Building on the work that two years ago led to the release of Egocentric 4D Live Perception, the world’s most diverse egocentric dataset, the Ego4D consortium has drastically expanded the reach and ambition of their research with the newly published Ego-Exo4D – a foundational dataset to support research on video learning and multimodal perception.

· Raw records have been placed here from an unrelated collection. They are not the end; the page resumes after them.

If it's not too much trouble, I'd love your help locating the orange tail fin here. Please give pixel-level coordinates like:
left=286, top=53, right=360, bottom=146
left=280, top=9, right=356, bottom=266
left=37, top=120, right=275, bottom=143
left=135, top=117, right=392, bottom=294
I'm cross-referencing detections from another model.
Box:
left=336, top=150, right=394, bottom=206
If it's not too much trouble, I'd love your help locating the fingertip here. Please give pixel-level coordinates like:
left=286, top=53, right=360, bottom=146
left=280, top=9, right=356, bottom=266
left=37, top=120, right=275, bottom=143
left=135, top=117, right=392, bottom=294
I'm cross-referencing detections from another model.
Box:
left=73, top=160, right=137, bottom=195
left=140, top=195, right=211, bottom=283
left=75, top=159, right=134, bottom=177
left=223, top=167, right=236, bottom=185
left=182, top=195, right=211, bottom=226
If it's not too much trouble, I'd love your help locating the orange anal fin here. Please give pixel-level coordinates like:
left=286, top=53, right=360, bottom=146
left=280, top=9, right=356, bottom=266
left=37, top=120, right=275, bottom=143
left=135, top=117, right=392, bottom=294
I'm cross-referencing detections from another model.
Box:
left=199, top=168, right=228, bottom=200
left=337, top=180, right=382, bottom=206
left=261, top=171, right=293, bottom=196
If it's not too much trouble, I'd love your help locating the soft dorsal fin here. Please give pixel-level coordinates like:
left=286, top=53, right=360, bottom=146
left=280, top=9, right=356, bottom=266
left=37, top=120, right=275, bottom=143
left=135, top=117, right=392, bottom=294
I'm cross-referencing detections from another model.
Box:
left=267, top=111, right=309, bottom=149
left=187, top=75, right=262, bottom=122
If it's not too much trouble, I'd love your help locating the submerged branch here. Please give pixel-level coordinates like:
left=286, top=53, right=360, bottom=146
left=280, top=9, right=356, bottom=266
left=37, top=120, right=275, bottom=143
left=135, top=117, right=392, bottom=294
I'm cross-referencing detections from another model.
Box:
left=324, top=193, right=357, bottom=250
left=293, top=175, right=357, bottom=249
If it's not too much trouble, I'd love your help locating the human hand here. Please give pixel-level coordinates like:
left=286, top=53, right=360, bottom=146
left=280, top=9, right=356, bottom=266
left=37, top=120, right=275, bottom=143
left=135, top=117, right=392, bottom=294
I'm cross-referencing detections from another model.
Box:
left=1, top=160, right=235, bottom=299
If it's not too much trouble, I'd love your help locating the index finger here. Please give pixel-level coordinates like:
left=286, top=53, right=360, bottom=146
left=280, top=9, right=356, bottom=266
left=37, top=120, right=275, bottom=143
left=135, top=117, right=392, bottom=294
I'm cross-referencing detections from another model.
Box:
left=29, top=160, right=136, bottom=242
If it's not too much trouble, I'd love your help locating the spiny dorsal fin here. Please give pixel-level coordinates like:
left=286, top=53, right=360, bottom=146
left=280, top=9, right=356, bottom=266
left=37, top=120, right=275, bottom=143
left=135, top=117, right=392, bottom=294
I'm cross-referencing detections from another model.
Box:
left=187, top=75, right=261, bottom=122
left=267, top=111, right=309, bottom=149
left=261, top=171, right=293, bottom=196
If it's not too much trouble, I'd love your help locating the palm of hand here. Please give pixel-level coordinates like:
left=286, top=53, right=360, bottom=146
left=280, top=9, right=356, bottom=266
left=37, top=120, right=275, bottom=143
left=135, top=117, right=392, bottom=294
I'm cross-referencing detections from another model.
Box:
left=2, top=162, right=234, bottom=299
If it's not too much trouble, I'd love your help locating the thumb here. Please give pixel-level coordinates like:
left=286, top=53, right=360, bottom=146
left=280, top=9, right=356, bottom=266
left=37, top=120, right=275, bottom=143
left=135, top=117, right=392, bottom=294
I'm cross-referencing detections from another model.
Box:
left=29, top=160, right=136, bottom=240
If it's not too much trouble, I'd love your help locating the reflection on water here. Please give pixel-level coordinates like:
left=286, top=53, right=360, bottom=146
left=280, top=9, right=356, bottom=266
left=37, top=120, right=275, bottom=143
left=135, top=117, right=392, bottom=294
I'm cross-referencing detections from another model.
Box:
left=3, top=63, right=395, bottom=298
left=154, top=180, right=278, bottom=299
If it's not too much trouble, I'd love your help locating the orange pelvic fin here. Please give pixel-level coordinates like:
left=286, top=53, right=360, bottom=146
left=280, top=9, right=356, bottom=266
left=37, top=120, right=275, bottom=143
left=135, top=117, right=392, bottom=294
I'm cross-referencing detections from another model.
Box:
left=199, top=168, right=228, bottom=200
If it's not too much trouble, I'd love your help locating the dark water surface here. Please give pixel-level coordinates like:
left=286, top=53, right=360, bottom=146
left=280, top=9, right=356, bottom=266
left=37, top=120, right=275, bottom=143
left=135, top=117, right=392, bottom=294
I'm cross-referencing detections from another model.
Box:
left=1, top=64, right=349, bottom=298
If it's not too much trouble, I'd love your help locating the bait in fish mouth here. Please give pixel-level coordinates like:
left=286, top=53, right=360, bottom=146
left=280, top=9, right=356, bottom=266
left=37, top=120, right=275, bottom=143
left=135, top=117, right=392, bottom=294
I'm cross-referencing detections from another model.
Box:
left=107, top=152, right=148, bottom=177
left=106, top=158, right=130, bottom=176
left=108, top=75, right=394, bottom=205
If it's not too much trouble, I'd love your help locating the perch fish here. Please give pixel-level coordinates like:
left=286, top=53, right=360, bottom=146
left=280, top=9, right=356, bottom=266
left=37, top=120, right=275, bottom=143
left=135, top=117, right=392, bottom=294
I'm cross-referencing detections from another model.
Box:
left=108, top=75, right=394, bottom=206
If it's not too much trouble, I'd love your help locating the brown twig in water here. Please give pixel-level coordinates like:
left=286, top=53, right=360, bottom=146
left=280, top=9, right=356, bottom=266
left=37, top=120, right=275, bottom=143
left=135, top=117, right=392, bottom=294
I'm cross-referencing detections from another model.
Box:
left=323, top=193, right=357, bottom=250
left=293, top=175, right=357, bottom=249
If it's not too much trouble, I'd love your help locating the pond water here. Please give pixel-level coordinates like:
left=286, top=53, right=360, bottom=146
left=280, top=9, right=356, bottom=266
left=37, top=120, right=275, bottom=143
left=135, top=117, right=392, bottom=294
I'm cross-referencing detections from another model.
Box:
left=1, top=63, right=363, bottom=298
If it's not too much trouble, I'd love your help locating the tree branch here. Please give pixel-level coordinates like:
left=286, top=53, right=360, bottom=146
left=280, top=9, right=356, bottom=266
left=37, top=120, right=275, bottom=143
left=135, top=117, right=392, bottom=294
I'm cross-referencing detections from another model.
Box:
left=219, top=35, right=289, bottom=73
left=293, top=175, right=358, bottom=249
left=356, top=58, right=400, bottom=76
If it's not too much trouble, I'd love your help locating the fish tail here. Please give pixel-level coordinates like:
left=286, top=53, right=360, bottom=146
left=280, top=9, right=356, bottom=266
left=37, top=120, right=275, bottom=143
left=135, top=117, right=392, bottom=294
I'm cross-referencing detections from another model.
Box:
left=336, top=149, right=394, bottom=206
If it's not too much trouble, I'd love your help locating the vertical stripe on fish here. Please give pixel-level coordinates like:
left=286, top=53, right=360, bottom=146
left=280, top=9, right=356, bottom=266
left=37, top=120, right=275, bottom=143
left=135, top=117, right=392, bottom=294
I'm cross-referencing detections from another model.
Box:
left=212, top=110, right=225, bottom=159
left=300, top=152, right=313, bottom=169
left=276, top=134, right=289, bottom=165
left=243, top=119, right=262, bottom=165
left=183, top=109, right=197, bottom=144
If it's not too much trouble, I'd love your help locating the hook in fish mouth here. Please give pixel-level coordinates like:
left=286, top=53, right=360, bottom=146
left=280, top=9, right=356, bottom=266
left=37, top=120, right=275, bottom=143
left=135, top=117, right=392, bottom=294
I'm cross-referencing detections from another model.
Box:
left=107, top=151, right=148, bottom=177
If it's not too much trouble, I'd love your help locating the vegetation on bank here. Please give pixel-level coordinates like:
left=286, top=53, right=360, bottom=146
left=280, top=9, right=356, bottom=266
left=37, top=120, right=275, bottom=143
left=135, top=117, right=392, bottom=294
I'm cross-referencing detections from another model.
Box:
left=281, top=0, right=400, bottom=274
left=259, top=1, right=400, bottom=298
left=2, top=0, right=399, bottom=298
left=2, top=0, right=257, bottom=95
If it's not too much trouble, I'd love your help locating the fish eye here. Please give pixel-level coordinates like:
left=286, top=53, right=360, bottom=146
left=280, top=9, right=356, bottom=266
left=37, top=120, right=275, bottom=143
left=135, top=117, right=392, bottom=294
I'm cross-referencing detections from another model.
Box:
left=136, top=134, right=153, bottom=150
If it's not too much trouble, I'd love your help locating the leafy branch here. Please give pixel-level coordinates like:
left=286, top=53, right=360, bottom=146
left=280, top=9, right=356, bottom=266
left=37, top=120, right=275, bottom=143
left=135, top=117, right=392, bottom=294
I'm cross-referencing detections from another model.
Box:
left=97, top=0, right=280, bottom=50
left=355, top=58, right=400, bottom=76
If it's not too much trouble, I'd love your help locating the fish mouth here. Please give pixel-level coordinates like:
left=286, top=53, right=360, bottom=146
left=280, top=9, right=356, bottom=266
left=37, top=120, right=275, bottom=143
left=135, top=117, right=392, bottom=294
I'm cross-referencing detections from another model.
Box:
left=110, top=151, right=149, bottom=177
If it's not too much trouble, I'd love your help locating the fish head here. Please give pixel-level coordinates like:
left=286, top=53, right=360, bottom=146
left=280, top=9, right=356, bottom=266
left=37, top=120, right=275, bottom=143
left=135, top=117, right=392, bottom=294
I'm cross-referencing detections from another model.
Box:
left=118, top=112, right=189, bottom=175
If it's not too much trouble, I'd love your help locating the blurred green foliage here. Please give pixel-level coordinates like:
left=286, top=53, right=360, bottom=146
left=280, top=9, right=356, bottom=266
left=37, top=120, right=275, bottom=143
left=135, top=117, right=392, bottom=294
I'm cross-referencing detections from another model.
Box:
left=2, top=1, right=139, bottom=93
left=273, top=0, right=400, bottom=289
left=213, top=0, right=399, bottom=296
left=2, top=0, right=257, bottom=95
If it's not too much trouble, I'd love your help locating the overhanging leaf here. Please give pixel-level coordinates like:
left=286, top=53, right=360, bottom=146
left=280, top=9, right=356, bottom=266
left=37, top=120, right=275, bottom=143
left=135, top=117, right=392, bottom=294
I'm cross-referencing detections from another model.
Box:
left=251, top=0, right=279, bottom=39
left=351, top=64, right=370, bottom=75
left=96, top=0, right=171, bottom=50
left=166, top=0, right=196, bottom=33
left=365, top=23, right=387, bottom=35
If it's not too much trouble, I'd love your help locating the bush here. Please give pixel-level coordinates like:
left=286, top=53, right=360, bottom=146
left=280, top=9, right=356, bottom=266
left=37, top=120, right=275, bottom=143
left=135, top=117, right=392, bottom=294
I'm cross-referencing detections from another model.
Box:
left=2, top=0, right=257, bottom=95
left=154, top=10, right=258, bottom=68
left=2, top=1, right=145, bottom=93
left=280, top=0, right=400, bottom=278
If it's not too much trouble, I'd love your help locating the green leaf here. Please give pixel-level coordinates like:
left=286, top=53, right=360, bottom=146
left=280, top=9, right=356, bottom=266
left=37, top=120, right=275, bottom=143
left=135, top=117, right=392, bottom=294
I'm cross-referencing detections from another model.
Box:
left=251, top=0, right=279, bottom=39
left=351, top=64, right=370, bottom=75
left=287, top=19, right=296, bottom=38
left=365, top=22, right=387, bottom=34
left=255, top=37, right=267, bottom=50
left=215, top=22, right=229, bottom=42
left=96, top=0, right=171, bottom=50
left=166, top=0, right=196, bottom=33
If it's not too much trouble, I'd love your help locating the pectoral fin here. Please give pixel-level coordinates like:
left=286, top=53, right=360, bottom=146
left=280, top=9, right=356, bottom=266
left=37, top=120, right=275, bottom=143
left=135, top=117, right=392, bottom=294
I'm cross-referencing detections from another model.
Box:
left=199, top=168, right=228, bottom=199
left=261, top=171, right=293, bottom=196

A University of Bristol research team led by Professor Dima Damen at the School of Computer Science is part of an international consortium of 13 universities in partnership with Meta that is driving research in computer vision through collecting joint egocentric and exocentric datasets of human skilled activities.
The result of a two-year effort by Meta’s FAIR (Fundamental Artificial Intelligence Research), Project Aria, and the Ego4D consortium of 13 university partners, Ego-Exo4D is a first-of-its-kind large-scale multimodal multiview dataset and benchmark suite. Its defining feature is its simultaneous capture of both first-person ‘egocentric’ views, from a participant’s wearable camera, as well as multiple ‘exocentric’ views, from cameras surrounding the participant. Together, these two perspectives will give AI models a new window into complex skilled human activity allowing approaches to capture an understanding of how skilled participants perform tasks such as dancing, playing music as well as carry out procedures such as maintaining a bicycle.